Duke was among seven panel members who on Monday expressed their concerns and frustrations over the treatment of refugees.
In one case, a young man from South Sudan has been trying for years to get permanent residence in the United States. His request was denied because of his possible ties to a terrorist organization. But what is determining that tie is the time he was held at a Sudanese rebel army's training camp for a month after being abducted as a child.
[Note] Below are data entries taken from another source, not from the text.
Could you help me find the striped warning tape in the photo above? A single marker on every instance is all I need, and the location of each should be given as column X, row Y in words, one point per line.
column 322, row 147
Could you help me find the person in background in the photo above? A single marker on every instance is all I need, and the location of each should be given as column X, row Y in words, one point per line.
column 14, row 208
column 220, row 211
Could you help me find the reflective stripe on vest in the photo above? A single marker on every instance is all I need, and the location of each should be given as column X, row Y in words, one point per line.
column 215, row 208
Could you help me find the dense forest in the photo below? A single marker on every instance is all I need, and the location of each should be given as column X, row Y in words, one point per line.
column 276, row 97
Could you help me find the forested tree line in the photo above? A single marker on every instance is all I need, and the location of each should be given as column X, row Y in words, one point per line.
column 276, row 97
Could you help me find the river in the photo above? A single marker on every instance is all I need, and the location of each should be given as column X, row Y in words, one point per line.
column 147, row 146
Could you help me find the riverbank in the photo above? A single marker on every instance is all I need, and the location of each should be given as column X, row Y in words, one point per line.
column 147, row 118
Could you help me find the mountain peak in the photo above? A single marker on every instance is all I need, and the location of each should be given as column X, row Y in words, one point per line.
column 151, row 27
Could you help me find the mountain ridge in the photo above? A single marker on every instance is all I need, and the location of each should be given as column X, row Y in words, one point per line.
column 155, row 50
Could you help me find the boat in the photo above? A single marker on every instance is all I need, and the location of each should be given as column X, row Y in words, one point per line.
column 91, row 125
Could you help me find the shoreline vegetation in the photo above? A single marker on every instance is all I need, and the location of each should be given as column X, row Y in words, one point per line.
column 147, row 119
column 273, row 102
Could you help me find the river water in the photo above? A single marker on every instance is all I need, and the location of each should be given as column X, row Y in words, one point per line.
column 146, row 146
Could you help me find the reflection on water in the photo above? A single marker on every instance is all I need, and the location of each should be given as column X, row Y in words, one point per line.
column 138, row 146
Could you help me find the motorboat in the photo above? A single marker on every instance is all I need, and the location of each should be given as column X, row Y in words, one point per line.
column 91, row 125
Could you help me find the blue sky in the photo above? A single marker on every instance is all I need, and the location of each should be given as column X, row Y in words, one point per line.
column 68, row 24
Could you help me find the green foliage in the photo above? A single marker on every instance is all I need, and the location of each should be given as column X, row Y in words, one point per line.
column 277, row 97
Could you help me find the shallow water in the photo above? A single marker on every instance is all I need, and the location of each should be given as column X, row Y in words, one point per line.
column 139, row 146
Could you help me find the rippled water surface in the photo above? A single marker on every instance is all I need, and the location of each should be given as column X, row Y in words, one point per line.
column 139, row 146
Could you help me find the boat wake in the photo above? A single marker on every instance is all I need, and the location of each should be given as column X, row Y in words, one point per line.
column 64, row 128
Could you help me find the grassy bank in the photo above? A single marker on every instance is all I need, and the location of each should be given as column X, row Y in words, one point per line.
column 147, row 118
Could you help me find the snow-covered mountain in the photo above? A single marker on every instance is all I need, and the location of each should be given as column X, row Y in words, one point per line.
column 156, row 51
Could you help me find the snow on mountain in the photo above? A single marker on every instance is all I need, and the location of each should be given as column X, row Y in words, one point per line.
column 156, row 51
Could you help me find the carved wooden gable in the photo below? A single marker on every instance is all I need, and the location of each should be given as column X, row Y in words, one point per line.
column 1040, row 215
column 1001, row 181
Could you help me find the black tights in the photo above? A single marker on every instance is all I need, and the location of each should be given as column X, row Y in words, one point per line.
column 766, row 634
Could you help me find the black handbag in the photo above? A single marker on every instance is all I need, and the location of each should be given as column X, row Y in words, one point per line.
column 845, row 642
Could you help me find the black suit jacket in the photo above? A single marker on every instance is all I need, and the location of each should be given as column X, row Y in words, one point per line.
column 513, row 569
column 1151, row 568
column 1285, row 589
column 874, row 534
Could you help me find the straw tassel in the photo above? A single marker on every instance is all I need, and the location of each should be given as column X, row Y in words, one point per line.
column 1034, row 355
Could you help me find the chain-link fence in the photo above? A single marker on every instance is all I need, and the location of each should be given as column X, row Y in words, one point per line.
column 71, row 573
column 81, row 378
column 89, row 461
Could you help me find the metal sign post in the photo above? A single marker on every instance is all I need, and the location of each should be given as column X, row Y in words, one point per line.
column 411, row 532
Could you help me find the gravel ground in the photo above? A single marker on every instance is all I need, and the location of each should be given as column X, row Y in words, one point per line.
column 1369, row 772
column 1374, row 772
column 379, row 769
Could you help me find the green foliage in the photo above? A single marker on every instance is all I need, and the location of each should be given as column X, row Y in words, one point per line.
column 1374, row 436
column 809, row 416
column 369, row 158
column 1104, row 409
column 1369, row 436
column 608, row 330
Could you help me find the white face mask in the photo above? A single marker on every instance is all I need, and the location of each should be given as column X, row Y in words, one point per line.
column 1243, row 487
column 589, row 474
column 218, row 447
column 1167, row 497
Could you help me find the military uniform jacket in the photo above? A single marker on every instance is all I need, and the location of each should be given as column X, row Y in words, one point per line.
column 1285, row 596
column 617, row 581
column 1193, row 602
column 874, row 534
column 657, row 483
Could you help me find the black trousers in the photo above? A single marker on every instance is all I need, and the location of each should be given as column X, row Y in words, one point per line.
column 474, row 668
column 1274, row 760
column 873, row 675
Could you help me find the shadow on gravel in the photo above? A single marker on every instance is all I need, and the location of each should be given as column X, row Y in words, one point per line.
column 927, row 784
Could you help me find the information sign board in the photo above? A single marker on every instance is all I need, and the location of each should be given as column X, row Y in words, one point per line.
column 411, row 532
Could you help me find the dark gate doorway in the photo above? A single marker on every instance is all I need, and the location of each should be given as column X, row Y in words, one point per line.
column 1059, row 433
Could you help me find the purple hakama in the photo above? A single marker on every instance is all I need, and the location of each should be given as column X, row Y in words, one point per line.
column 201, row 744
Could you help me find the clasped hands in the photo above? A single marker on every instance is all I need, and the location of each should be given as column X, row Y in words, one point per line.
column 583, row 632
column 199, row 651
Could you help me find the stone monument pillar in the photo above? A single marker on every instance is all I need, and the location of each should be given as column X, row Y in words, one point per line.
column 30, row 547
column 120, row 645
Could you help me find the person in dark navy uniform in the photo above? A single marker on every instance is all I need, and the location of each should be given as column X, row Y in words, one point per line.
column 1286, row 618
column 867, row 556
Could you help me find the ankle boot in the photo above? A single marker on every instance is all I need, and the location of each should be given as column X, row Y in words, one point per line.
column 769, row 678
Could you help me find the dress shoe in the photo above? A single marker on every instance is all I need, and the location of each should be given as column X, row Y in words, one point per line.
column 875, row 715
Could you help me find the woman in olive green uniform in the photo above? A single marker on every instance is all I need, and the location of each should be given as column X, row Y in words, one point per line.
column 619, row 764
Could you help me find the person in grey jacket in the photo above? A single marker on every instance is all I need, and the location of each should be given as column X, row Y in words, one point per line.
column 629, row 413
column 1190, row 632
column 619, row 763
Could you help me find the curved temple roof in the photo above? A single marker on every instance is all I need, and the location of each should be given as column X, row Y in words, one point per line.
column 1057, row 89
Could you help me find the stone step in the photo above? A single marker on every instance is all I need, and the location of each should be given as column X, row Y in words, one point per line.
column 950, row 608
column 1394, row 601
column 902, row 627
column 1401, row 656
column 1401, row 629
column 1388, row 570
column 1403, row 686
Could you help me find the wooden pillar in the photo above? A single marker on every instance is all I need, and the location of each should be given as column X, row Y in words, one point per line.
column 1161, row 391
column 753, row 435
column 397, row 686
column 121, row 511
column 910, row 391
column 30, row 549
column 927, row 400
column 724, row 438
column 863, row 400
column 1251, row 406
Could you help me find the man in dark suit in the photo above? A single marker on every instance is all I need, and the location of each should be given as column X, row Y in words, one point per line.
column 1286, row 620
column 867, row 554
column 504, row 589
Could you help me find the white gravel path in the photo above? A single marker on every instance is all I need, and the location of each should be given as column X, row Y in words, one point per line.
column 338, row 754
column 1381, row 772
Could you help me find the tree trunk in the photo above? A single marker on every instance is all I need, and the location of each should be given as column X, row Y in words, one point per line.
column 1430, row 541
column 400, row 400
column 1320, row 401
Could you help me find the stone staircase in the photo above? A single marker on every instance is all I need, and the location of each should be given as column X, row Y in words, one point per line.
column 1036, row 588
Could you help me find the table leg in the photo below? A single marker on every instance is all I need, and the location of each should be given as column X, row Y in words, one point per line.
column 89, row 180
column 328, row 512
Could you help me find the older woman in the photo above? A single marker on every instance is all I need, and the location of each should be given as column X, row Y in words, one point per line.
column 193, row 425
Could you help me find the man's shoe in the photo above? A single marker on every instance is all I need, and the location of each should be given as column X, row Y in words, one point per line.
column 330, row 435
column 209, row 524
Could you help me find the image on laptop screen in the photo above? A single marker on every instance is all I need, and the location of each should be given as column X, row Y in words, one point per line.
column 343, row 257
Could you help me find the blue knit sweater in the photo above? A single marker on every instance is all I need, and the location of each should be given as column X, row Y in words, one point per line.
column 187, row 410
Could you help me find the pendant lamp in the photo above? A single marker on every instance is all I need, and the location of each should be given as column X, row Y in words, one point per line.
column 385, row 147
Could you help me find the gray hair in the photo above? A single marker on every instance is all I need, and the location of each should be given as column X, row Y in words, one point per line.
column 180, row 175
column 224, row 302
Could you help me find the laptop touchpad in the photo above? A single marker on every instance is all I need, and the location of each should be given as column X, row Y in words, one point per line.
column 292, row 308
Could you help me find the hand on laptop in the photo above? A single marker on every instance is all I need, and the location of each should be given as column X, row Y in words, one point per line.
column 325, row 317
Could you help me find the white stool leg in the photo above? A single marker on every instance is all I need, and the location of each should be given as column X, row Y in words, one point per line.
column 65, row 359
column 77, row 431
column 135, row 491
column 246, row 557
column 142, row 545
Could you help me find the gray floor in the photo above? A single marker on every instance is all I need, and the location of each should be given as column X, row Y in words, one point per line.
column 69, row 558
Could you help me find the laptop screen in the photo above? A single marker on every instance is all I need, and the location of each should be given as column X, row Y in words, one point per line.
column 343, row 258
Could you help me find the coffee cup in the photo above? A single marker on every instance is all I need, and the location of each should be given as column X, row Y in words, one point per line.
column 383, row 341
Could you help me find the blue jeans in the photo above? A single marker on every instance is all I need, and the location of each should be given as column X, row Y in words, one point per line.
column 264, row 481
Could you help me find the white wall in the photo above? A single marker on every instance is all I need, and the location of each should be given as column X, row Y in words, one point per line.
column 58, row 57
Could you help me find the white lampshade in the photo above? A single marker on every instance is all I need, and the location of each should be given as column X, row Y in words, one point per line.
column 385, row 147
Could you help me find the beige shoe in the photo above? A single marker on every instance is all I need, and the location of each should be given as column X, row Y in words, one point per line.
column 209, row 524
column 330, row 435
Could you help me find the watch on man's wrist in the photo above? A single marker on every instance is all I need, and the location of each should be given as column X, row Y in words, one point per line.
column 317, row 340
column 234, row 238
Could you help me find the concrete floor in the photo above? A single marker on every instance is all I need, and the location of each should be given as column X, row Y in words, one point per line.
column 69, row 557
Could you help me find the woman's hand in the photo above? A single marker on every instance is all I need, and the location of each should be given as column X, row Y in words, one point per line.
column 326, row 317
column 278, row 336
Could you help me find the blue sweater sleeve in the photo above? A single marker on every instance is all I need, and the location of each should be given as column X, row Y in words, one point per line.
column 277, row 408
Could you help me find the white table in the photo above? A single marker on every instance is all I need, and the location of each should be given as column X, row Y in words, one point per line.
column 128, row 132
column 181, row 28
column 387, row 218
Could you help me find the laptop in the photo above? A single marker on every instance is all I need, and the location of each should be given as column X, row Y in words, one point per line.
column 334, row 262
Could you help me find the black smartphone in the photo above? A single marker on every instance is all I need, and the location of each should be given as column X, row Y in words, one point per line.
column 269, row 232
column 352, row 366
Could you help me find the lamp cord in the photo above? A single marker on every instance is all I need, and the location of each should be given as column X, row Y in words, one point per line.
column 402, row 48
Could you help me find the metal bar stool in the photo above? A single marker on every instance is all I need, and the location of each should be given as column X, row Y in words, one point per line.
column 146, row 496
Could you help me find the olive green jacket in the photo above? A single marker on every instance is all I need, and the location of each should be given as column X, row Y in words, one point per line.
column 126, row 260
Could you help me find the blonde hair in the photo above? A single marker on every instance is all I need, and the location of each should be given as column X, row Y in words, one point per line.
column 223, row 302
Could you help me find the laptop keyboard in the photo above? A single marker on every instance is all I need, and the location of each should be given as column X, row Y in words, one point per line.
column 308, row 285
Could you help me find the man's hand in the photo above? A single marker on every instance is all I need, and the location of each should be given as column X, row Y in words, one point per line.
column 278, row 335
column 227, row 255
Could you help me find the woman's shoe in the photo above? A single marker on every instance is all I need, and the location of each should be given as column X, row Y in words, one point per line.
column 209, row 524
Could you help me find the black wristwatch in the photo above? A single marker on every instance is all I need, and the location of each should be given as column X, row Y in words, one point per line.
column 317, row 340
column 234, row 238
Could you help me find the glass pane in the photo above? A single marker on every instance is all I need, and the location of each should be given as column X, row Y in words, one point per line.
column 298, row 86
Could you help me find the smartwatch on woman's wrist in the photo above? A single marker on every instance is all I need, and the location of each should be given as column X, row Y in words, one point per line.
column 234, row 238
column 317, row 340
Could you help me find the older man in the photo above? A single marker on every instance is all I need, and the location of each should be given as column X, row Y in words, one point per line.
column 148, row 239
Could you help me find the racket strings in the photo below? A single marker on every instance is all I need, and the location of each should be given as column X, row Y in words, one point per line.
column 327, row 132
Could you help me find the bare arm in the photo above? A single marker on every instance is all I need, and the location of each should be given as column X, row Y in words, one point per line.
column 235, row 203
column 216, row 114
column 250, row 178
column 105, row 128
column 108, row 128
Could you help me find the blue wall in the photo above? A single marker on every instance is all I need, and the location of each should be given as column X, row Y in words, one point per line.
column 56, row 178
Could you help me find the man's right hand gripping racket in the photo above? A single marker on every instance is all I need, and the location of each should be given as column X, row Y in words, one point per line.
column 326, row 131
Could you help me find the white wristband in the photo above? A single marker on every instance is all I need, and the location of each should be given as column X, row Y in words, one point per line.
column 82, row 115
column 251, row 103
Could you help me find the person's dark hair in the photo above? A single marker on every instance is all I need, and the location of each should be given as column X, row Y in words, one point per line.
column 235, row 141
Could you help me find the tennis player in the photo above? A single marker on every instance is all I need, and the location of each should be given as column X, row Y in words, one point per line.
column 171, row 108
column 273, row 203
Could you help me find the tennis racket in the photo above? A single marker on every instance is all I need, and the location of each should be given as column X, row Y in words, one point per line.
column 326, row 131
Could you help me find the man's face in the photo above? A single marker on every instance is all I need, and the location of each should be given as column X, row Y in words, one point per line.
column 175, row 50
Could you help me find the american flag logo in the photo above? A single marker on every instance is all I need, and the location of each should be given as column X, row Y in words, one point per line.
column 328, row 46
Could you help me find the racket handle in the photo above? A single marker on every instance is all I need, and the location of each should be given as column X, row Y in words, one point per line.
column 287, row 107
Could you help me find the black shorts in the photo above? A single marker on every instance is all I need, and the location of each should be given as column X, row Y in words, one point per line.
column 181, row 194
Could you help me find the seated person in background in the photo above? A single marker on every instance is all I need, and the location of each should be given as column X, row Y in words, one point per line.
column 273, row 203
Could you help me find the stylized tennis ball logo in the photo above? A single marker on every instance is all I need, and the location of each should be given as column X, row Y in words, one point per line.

He escaped and resettled in the U.S. but his case remains on hold.
Such cases are the result of what human rights groups argue are overly broad provisions in immigration laws that were intended to protect the U.S. against terrorism.
The 2001 USA Patriot Act, passed in response to the 9/11 terrorist attacks, expanded the definition of a terrorist to include those who were involved in a group that, for example, fought repressive governments or whose group was affiliated with another group that engaged in military resistance against a persecuting regime.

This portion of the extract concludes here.